At last Wednesday’s hearing, again heard before Lord Justice Laws and Mr Justice Crane, the justices first considered the preliminary issue, this being whether the High Court had the power to certify a question of law in the House of Lords, as this had never been undertaken before in the circumstances of Dino’s case. Mr Rustom, for the defence, pointed out that their Lordships had asked for this submission to be made, to which Lord Justice Laws responded, “Even if we did, you cannot get jurisdiction from that direction [the Lords].”

Mr Rustom then pointed out that under the Administration of Justice Act 1960, ANY criminal case appealed to the High Court could be referred to the Lords. As an aggravated offence under Section 3 of the DDA was classed as a criminal offence, then the case could, indeed, be referred to the Lords. Lord Justice Laws, seemingly surprised, replied; “This is very interesting. On the face of it, it looks as if you are completely right.” He then went on to say: “But why is this an important point of law? We understand that it is important to your client, as her dog’s life is at stake, but why is the point of law of general importance? This is the question we must consider.” Mr Rustom replied that the DDA was a flawed law, and explained the ramifications of a guilty verdict and control orders in the context of this, as previously outlined by Mr Cooper.
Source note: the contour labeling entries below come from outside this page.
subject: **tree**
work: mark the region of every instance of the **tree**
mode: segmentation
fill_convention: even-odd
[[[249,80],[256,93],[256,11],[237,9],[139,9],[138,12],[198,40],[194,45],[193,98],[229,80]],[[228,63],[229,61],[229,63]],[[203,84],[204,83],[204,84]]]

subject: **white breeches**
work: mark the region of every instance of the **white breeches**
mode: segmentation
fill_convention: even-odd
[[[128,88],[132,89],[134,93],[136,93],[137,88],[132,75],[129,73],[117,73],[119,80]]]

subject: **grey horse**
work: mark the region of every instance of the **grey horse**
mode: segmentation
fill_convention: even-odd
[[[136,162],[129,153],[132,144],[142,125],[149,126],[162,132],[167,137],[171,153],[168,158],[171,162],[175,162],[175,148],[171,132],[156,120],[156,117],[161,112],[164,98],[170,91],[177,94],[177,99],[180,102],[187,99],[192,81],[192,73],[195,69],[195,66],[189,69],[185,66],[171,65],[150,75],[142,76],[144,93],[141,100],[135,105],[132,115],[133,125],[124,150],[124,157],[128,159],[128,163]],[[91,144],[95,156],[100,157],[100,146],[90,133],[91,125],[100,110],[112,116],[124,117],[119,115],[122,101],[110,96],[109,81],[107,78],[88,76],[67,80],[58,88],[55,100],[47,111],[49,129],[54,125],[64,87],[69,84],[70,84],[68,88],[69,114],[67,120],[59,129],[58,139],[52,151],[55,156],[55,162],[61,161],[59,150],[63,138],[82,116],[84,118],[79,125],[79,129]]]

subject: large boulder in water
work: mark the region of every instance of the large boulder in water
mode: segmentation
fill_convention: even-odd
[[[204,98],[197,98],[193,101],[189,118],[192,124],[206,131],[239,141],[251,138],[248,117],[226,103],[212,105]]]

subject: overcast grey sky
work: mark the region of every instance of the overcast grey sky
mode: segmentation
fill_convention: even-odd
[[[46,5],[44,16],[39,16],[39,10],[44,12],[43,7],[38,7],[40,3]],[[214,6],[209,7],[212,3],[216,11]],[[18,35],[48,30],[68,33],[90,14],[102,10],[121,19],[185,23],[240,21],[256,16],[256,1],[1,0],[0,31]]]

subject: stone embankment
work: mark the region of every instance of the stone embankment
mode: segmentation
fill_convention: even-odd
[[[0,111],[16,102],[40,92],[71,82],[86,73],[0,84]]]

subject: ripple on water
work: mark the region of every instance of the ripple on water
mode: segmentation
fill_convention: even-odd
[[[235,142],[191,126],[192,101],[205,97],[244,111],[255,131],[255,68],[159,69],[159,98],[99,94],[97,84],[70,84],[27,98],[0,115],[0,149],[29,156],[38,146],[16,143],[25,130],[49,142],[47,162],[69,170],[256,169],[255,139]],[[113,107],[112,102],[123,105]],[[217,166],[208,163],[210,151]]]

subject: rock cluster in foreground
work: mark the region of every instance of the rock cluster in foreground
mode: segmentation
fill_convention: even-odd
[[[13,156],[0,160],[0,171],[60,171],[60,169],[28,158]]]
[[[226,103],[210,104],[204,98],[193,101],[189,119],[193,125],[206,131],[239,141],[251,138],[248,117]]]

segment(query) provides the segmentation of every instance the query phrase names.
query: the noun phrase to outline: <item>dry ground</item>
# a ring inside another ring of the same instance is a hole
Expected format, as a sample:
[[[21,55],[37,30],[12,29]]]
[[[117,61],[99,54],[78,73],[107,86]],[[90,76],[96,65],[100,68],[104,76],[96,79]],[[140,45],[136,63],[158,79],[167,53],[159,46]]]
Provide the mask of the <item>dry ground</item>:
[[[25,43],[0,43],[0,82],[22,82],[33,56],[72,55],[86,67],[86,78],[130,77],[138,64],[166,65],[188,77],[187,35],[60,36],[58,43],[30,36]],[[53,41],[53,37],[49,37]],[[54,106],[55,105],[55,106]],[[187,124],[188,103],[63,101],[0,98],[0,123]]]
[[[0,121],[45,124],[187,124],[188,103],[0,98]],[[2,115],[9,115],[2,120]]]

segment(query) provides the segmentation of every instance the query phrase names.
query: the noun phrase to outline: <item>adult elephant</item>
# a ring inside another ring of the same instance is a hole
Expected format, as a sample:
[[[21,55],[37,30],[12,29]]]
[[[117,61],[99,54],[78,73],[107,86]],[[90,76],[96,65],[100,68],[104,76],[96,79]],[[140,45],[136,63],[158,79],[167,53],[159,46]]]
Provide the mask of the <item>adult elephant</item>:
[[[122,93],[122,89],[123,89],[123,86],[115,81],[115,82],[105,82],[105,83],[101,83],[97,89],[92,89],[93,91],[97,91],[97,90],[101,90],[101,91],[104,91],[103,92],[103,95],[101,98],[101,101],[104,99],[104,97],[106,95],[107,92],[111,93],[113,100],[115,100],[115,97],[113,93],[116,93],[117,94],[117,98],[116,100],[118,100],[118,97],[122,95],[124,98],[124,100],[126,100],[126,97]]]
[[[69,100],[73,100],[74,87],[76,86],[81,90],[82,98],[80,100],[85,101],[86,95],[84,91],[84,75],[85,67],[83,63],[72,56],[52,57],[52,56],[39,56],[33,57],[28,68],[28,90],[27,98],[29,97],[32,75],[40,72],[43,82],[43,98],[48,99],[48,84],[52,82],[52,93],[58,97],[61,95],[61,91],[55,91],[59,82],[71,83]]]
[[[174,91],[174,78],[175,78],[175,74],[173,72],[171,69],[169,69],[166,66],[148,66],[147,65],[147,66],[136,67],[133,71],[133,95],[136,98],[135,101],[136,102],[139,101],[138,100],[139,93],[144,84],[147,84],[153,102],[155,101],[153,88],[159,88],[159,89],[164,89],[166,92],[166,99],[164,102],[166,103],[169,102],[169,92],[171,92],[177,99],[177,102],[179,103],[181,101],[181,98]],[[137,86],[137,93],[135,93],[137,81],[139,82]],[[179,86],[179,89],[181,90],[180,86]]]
Lord Justice Laws concluded: “We are very doubtful indeed. However, we will make no decision today but will consider this point of law. We invite you to redraft your questions, submit them to us, and we will decide on this without a hearing.”

Their Lordships gave the Defence a week to submit their questions and precedents. Mr Cooper had already compiled a dossier of 40 similar cases brought under Section 3 of the DDA since the Act was amended in 1997 to remove the mandatory death sentence and allow courts to impose control orders upon dogs found ‘guilty’. Of these, 35 were given control orders and only five were sentenced to be destroyed.

Trevor Cooper commented afterwards: “This case is so very important, I can’t emphasise just how important this is. However, I am very pleased that the Judges are thinking long and hard over this. They have promised us a response ‘ at some stage’, and I am hopeful that this will be delivered before Christmas.”

Mr Cooper added that he intended to bring a QC in to further present the court’s case and to assist Mr Rustom. Well-known barrister Pamela Rose, who has widespread experience of defending DDA cases, has also been brought on board to advise the next stage of the appeals process.

Should the Justices refuse permission to appeal the case to the House of Lords, Mr Cooper is considering a possible appeal to the European Court of Human Rights.

Carol Lamont, 39 told OUR DOGS: “It’s a further stay of execution for Dino. We know he’s not a dangerous dog and we would comply with any reasonable restraint order that the courts dictated. But to have him destroyed for one random bite is grossly unfair. We are keeping our fingers crossed and praying for a good decision by the High Court.”